«La musique fait son cinéma»

Caméra-stylo, programme n°49 |

Dans l’idéal, musique et cinéma visent à l’osmose la plus accomplie. En apparence, la chose semble aisée. En effet, musique et cinéma, contrairement à la peinture ou à la sculpture, sont des arts de la durée; l’une et l’autre construisent des œuvres d’une durée déterminée; le temps et le rythme leur sont donc communs. Bien loin de faciliter leur collaboration, cette similitude est plutôt source d’antagonismes et entraîne de vastes malentendus qui, il est vrai, s’exercent le plus souvent au détriment de la musique.

En provoquant un brin, nous pouvons affirmer que le cinéma n’a plus vraiment eu besoin de la musique dès lors qu’il est devenu sonore et parlant (en octobre 1927). De fait, derrière cette boutade se dissimule une étrange évidence: la musique constitue le seul et unique élément du cinéma muet dont usent encore les cinéastes actuels; à n’en pas douter cette provenance est à l’origine de la liaison difficile, captivante, que le cinéma sonore (aujourd’hui plus que jamais) entretient avec la musique. Jadis appelée à la rescousse pour pallier la nudité originaire du cinématographe (qui choqua tant les premiers spectateurs), la musique (jouée en direct au piano ou par tout un orchestre) a alors investi tout l’espace sonore et devenu le seul et donc plus précieux moyen d’interprétation des images muettes (surtout sur le plan émotionnel). Cet impérialisme du commentaire musical a culminé lorsque que les compositeurs dits sérieux se sont pris de passion pour ce genre d’expérimentation — Camille Saint-Saëns fut le premier (en 1908), bientôt imité par Honegger, Satie, Milhaud, etc..

Mickeymousing

A l’avènement du cinéma sonore, la musique perd sa prééminence; entrant en concurrence avec les bruits et les paroles, elle doit se frayer un chemin difficile pour se faire entendre. Pour preuve, Hollywood la réduit en quelques années à une béquille confortable qui a pour fonction de donner au film un supplément de sens (est-ce triste, drôle ou romantique?), lorsque celui-ci vient à manquer, ou alors d’apporter un soutien à une progression dramatique par trop défaillante. Résultat, la musique perd son expression propre (qu’elle pouvait développer du temps du Muet qui fut celui de sa suprématie). Elle devient secondaire, tautologique et est cantonnée, suprême indignité, à renforcer le rythme déjà existant des images; les Américains ont nommé cet abus du pléonasme le «mickey-mousing» — en référence à la musique très illustrative de leurs «cartoons».
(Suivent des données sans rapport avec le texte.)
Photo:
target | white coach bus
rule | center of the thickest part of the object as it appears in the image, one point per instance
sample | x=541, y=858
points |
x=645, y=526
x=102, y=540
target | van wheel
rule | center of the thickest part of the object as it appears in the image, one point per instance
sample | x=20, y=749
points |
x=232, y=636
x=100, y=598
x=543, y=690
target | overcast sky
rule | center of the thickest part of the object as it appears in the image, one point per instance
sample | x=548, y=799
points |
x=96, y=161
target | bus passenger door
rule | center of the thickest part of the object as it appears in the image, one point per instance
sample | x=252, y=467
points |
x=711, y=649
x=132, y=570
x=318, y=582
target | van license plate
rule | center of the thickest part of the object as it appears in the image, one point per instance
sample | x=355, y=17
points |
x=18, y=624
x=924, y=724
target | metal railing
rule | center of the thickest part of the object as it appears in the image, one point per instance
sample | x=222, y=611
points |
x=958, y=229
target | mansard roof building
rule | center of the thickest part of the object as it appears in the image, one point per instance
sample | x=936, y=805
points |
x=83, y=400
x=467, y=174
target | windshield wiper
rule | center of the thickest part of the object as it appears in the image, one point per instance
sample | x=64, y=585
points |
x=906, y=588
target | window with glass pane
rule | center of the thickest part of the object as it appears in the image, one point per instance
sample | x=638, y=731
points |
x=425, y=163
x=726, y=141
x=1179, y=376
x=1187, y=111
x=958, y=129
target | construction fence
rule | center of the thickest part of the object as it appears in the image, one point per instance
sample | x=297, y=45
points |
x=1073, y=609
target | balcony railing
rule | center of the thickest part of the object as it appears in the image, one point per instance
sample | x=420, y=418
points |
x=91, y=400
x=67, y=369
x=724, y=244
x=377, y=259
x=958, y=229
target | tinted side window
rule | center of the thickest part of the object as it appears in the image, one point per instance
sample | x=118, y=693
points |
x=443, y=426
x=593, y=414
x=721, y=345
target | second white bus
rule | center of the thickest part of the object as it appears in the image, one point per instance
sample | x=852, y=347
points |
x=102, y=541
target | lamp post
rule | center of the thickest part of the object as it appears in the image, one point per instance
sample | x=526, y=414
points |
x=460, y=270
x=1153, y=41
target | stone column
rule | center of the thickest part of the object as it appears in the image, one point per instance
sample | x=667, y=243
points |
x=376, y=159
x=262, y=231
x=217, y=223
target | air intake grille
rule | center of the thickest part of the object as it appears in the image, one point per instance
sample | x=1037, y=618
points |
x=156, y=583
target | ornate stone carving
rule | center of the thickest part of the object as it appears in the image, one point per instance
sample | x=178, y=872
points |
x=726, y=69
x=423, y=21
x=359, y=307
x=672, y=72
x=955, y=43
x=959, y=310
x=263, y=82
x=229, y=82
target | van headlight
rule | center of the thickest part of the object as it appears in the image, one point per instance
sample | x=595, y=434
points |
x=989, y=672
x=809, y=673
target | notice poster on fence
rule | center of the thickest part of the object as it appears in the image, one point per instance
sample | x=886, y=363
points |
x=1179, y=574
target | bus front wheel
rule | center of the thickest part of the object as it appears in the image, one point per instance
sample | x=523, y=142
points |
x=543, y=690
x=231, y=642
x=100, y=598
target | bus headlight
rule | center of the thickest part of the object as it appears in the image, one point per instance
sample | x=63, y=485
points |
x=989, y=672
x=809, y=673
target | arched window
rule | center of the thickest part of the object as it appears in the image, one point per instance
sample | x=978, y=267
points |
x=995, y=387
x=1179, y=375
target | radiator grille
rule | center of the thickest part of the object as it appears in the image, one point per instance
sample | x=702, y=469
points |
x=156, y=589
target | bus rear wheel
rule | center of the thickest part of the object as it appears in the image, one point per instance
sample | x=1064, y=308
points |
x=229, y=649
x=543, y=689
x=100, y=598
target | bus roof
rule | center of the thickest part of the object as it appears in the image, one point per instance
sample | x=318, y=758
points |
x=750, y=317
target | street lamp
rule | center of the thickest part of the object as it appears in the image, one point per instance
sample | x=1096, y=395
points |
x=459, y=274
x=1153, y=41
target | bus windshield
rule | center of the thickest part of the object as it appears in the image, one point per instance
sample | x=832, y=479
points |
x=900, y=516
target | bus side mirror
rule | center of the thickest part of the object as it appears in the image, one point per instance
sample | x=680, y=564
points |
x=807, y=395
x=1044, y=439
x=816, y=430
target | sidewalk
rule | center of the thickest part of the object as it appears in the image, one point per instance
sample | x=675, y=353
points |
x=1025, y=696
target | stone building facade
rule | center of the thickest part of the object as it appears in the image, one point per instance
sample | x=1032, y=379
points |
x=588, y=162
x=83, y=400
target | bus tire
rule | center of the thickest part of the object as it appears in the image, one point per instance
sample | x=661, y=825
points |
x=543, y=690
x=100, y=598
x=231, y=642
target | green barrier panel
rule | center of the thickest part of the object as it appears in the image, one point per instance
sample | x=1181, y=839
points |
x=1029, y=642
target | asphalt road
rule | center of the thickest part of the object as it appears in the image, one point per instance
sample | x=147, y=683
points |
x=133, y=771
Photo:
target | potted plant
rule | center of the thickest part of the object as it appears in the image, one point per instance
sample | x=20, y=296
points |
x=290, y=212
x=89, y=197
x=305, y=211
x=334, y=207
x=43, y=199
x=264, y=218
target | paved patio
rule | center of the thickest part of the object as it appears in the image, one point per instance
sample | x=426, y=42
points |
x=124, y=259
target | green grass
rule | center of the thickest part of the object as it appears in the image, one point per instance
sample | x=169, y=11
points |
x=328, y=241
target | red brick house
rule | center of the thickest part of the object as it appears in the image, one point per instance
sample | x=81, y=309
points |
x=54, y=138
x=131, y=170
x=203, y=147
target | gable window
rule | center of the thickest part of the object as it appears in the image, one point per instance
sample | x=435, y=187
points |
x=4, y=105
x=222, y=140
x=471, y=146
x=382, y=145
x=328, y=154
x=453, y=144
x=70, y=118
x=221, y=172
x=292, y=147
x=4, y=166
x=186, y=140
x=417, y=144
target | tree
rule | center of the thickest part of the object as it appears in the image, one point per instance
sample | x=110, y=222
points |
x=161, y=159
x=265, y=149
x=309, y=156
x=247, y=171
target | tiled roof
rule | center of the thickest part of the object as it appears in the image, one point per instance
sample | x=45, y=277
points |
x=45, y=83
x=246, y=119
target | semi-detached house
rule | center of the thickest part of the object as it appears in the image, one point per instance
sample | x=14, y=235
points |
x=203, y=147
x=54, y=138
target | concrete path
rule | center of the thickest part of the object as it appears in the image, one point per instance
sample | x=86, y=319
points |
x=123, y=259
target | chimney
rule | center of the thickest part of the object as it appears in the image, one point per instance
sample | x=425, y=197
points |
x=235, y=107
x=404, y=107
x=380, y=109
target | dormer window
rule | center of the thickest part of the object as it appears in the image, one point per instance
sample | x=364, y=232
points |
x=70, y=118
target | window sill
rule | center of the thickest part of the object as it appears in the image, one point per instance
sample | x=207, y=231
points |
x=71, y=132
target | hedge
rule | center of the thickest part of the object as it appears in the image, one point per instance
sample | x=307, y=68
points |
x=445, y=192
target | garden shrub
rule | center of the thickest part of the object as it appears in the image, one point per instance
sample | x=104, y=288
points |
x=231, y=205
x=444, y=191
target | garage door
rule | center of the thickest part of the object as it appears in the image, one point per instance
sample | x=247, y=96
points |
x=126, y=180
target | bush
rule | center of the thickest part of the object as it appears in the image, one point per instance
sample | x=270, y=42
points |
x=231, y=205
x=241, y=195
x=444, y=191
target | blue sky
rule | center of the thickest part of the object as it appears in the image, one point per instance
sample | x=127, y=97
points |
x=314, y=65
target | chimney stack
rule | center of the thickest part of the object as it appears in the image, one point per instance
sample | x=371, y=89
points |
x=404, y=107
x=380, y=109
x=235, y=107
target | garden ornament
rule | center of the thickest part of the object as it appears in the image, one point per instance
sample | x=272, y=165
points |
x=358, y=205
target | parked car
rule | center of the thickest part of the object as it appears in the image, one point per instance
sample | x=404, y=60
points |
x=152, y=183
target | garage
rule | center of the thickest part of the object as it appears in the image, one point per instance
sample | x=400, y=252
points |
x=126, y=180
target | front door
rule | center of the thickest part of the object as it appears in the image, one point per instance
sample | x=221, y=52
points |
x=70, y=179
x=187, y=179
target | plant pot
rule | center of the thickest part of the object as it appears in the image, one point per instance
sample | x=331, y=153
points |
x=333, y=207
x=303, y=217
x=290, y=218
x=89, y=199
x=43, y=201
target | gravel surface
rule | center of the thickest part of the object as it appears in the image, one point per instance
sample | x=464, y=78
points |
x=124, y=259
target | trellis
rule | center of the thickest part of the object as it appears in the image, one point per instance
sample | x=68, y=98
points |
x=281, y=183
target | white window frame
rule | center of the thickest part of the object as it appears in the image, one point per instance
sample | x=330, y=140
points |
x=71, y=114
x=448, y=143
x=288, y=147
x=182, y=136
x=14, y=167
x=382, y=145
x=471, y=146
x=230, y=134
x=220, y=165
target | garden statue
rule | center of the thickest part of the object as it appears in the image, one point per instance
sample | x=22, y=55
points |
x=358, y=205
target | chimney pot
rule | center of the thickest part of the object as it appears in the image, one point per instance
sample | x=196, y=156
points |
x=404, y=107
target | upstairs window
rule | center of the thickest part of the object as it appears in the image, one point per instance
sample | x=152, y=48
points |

Cette «déchéance» explique pourquoi l’immense Robert Bresson en est venu à écrire dans ses Notes sur le cinématographe que l’emploi de la musique est dans le cadre du cinéma sonore presque toujours un aveu de faiblesse; partant, il conseille même son abandon — à l’exception de la musique jouée par des instruments visibles dans l’image. Par bonheur, le grand chambardement causé dans les années soixante par la déferlante de «nouvelle vagues» un peu partout dans le monde a complètement reconsidéré le rôle et la fonction de la musique au cinéma.

Réhabilitation

Un compositeur comme Michel Fano a contribué à cette réhabilitation; considérant que la musique est un «bruit» parmi d’autres, le compositeur, selon Fano, doit créer des sons et assurer le contrôle de toute la bande sonore du film. D’autres échafaudent le concept de «flux musical continu» qui forme, en interaction avec les sons du film, une trame échappant au démon du pléonasme, valant pour elle-même ou même structurante. Dans le récent Casino, Scorsese exploite cette démarche qui renverse la hiérarchie traditionnelle entre l’image et le son — la musique réglant quasiment l’apparition des images.

On l’aura constaté, la relation entre musique et cinéma ne manque vraiment pas d’intérêt; en fait, elle agit surtout comme un révélateur de l’identité incertaine du cinéma — art du spectacle ou pur enregistrement du réel? Passion Cinéma fait le point sur la question en présentant huit films qui, tous ou presque, ont pour point commun d’avoir la musique pour sujet, de traiter donc directement de et avec elle. Ce faisant, leurs auteurs ont donc été contraints de se confronter sans détour au type de problématique évoquée ci-des¬sus… Avec, à la clef, des solutions diverses et combien passionnantes!